This special focus is jointly sponsored by the Center for Discrete Mathematics and Theoretical Computer Science (DIMACS), the Biological, Mathematical, and Physical Sciences Interfaces Institute for Quantitative Biology (BioMaPS), and the Rutgers Center for Molecular Biophysics and Biophysical Chemistry (MB Center).
Over the last decade, biology has been transformed into a data-driven science. Through innovations in sequencing, high-throughput microscopy, mRNA expression arrays, protein-protein and protein-DNA binding assays, and numerous other high-throughput methods, it is now possible to query simultaneously the activities of thousands of genes and their products under a wide variety of experimental conditions.
The resulting data pose an exciting challenge for the field of machine learning. Many of the model organisms (most notably S. cerevisiae) are of sufficient complexity to render detailed mathematical modeling intractable. However, it is still possible to try to learn quantitative models which are rich enough to fit data, yet simple enough to generalize and to be interpretable. Work by numerous groups suggests a promising future for more complex eukaryotes (e.g., C. elegans, S. pombe, or D. melanogaster).
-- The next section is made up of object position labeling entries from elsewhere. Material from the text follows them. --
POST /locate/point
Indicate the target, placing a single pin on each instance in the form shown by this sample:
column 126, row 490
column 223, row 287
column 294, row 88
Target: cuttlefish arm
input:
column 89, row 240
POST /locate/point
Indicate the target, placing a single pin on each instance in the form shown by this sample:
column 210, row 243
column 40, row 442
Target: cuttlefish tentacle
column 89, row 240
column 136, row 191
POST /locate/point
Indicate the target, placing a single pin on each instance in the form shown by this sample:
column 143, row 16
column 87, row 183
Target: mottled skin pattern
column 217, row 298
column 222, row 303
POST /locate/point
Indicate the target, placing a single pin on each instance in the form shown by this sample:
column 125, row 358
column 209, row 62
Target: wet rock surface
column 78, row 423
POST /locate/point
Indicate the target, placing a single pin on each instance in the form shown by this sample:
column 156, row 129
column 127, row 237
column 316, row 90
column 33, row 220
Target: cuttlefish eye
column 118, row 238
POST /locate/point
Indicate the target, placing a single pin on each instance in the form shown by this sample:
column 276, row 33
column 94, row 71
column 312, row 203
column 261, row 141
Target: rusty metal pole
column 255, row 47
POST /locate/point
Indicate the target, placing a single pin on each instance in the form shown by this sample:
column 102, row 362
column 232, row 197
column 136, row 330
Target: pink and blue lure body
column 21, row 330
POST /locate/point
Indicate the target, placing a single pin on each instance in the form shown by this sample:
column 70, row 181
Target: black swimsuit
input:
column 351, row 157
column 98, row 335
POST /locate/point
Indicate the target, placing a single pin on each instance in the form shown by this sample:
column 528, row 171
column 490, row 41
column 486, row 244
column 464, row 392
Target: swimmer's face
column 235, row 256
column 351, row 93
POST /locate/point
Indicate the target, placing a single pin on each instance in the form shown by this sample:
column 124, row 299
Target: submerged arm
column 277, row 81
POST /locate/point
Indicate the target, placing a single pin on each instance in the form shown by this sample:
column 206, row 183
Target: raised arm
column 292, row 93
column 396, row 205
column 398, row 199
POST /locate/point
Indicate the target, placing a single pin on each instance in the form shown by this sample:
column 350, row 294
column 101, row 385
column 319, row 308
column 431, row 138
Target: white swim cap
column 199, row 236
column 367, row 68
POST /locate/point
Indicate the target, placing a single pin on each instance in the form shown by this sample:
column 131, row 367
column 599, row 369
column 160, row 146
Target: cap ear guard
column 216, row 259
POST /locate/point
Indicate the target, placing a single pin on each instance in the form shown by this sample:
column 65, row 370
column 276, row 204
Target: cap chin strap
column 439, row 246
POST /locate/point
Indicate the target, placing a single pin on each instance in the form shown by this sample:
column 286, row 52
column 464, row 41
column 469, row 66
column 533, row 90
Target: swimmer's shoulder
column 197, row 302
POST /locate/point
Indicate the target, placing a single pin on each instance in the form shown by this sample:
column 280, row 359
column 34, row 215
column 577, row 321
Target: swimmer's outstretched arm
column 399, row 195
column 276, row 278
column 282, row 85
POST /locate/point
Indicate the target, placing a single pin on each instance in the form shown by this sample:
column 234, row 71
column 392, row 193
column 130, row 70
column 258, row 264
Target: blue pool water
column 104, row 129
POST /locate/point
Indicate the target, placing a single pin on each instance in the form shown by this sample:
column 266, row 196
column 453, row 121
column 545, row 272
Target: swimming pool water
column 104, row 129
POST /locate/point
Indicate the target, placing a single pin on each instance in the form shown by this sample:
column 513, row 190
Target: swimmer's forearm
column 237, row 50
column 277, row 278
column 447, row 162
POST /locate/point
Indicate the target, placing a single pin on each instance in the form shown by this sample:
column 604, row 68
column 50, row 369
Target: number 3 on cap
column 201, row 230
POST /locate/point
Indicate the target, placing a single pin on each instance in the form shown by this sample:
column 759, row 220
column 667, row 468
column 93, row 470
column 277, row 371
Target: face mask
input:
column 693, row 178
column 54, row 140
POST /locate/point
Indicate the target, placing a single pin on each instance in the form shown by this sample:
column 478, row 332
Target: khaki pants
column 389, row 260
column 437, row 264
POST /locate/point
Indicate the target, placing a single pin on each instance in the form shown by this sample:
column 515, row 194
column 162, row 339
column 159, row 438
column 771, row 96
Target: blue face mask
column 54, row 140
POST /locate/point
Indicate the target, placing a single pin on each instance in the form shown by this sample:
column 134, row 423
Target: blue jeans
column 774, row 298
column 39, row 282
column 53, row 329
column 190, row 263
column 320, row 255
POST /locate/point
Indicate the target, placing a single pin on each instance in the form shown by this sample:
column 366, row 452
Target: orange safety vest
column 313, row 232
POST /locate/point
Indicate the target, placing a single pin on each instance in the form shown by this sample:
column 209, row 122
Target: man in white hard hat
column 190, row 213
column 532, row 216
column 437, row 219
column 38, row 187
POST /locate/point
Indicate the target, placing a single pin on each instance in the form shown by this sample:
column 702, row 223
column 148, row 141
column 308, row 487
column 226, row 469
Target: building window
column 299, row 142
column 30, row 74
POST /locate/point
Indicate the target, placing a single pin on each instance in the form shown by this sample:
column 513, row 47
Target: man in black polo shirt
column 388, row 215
Qualitatively new challenges to the machine learning community include the integration of heterogeneous datasets, such as sequence, binding, and expression data; the creation of models which are interpretable even to those not trained in probabilistic reasoning or statistical learning theory; and the presentation resulting models in a way useful to bench biologists as well as computational biologists.
This three-day workshop is designed to encourage interaction among innovators in computational biology and innovators in machine learning; to illuminate recent successes as well as pressing challenges; and to inspire the development of novel, biologically relevant, and biologically interpretable machine learning approaches to the current problems in biology.